3/5/17

Gradient descent in practice - learning rate

[foreword]
When we scaling our variables with mean normalization, and running the gradient descent.
How do we confirm our model is correct?

Let's recall the main job of gradient descent, this method want to minimize the cost function J.
Then if we plot the cost function J as gradient descent runs, we could expect that this plot will decrease gradually if the learning rate is correct.

[Plot 1]

When the plot gets to 300 iterations, it looks like this curve has flattened out here.
So we can judge the gradient descent has converged or not by using this plot.

Sometimes for some application, the gradient descent need a lot times of iteration to take to converge, so another way of converging check is automatic convergence test. This method judge whether the gradient descent is converge or not by setting an $ \epsilon$, maybe $10^{-3}$. But the disadvantage of this method is that usually pretty difficult to choose the threshold $\epsilon$.

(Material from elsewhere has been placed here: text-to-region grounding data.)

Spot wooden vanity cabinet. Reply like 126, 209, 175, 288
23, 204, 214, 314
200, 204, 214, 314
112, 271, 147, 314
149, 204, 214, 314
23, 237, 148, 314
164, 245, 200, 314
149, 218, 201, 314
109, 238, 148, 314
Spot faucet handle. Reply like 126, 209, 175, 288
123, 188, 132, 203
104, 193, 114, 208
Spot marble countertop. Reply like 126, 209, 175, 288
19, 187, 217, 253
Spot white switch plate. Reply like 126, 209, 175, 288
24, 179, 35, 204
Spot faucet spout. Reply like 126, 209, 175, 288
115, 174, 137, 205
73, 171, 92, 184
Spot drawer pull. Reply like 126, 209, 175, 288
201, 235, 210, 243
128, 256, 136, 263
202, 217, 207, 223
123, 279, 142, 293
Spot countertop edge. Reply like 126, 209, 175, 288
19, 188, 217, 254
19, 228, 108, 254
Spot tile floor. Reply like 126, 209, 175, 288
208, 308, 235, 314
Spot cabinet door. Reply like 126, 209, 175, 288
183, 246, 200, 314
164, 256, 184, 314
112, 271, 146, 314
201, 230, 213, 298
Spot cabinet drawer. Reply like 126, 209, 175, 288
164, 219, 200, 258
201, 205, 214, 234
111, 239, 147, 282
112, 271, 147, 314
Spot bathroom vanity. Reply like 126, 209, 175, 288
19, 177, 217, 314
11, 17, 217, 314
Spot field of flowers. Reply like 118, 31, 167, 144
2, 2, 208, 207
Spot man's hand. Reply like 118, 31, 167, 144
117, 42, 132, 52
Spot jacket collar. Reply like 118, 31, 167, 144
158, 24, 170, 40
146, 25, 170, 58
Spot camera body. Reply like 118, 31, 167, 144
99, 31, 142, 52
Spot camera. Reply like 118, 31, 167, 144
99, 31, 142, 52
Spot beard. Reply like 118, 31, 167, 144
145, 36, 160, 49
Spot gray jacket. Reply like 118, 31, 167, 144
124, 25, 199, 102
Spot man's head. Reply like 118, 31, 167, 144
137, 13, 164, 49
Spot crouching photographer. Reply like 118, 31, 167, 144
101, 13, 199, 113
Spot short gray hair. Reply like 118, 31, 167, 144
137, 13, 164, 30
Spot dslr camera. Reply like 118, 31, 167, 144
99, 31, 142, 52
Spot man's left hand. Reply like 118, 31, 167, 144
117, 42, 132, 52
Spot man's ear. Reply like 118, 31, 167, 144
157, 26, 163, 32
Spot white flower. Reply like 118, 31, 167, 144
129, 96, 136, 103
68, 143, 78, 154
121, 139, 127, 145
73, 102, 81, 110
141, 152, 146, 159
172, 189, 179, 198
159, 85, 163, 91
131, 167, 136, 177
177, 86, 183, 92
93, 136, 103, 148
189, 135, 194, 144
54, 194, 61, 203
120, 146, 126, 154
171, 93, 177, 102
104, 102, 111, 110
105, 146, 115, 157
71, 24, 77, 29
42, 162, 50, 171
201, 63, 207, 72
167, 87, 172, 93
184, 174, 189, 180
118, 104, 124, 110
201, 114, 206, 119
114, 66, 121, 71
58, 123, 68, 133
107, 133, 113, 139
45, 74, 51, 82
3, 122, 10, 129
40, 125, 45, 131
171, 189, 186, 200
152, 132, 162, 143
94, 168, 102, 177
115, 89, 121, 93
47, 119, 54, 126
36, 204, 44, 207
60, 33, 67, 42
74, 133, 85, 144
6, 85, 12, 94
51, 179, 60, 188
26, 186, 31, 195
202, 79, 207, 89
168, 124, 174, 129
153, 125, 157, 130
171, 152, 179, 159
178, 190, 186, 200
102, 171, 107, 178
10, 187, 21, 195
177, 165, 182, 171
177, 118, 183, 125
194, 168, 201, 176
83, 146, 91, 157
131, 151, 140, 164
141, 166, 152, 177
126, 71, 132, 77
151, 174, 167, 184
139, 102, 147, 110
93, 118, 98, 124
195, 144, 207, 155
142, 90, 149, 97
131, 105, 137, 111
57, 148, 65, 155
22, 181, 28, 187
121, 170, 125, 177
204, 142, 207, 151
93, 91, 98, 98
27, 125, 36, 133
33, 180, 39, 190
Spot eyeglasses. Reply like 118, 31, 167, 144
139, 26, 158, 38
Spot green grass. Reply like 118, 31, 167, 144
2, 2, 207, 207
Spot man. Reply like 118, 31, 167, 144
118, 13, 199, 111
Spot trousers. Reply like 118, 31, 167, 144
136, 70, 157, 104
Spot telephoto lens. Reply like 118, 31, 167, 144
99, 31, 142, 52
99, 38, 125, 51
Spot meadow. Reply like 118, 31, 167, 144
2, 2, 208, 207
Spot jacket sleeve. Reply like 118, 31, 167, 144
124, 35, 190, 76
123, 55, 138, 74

If your curve is increasing, the most common reason is the learning rate is too big, we can take a look on [Plot 2] in the preceding article Batch gradient descent, or you'll find the plot like
[Plot 2]

And it usually easy to solve when using a smaller learning rate. So if the learning rate is small enough, the cost function should decrease on every iteration. In contrast, if the learning rate is too small, it'll spent too much time to get converge and this isn't what we want.

To wrap up, we can set some learning rate candidates when using the gradient descent, and choosing the number which is small enough and having the fastest time to converge.